The primary findings of the present study were that SB modulated the gut microbiota profile of T2D mice and elevated the fecal concentration of butyrate, which alleviated stroke outcome independent from a T2D background. This protective effect was related to the enhancement of BBB integrity and preservation of the endothelial glycocalyx in the ischemic brain.
In this study, we found that the gut microbiota profile of Db mice was distinct from that of Wt mice. Several studies have shown that the gut microbiota might be an important contributor to the development of T2D. Ridaura et al. discovered that the obesity-associated metabolic phenotype can be transmitted from humans to mice by FMT [28]. In males with metabolic syndrome, FMT from lean male donors results in a significant improvement in insulin sensitivity, increased gut microbiota diversity and a remarkable increase in butyrate-producing bacteria [29]. However, in this study, FMT from Db mice had no effect on diabetes-related parameters, possibly due to the short period of transplantation. Studies by both Qin et al. [8] and Karlsson et al. [30] showed that T2D subjects exhibit reduced abundances of Clostridiales bacteria, such as Roseburia and Faecalibacterium prausnitzii, which are known as butyrate-producing bacteria. Thus, supplementation with butyrate might elicit favorable effects on diabetes-related parameters. In this study, we found that SB supplementation reduced food/water intake, fasting blood glucose levels and serum TG levels in Db mice. These data are consistent with those of Mollica et al., who found that oral administration of butyrate improves insulin sensitivity, and reduces serum TG levels and energy expenditure in diet-induced obese mice by enhancing mitochondrial function [31].

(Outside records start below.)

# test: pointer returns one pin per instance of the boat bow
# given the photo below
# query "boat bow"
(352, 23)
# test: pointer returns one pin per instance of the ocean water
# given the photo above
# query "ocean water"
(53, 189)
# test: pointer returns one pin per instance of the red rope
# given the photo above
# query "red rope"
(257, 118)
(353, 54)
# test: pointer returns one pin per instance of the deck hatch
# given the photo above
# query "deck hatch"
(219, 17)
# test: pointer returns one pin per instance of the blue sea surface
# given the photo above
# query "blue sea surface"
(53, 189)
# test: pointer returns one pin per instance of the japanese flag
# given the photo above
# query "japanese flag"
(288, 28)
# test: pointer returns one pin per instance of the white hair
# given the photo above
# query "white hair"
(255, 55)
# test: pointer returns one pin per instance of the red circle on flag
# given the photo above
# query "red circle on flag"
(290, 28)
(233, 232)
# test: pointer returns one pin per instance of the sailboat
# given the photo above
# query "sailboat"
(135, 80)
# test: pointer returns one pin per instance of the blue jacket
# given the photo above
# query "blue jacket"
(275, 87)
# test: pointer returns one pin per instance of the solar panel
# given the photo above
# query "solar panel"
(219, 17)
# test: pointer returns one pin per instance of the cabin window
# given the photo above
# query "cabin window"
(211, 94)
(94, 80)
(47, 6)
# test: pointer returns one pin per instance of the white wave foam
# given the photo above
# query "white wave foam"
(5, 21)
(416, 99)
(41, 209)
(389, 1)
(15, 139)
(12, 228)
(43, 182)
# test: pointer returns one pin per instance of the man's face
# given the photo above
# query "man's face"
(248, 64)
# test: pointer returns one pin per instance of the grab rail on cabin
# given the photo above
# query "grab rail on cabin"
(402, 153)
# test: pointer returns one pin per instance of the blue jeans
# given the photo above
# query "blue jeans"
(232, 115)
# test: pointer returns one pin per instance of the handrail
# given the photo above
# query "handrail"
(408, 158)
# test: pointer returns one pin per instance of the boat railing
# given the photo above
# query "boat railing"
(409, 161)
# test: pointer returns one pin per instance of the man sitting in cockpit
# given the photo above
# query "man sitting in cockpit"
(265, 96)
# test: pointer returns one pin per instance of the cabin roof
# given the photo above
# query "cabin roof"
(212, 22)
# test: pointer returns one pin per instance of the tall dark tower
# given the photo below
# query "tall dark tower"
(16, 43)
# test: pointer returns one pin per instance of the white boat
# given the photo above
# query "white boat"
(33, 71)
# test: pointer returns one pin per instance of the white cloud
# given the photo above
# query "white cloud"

We also found that SB supplementation shaped the gut microbiota of Db mice, with SB-treated mice exhibiting a relatively higher abundance of butyrate-producing bacteria than NaCl-treated mice. Notably, in line with data published by Zhou et al. [19], we observed that SB treatment significantly increased the abundance of Christensenellaceae, a recently described family member of the phylum Firmicutes. Christensenellaceae have been shown to be enriched in individuals with a normal body mass index (BMI) compared to obese individuals with a BMI over 30 [32]. Moreover, increases in Christensenellaceae have been demonstrated following diet-induced weight loss [33]. A recent study found that a higher abundance of Christensenellaceae was positively associated with a lower cardiometabolic risk score in a cohort of 441 Colombians [34]. Moreover, Christensenellaceae has also been found to be associated with healthy glucose metabolism [35, 36]. However, the mechanism underlying its negative association with metabolic symptoms remains to be elucidated. Future studies focusing on Christensenellaceae might help gain insight for the treatment of T2D.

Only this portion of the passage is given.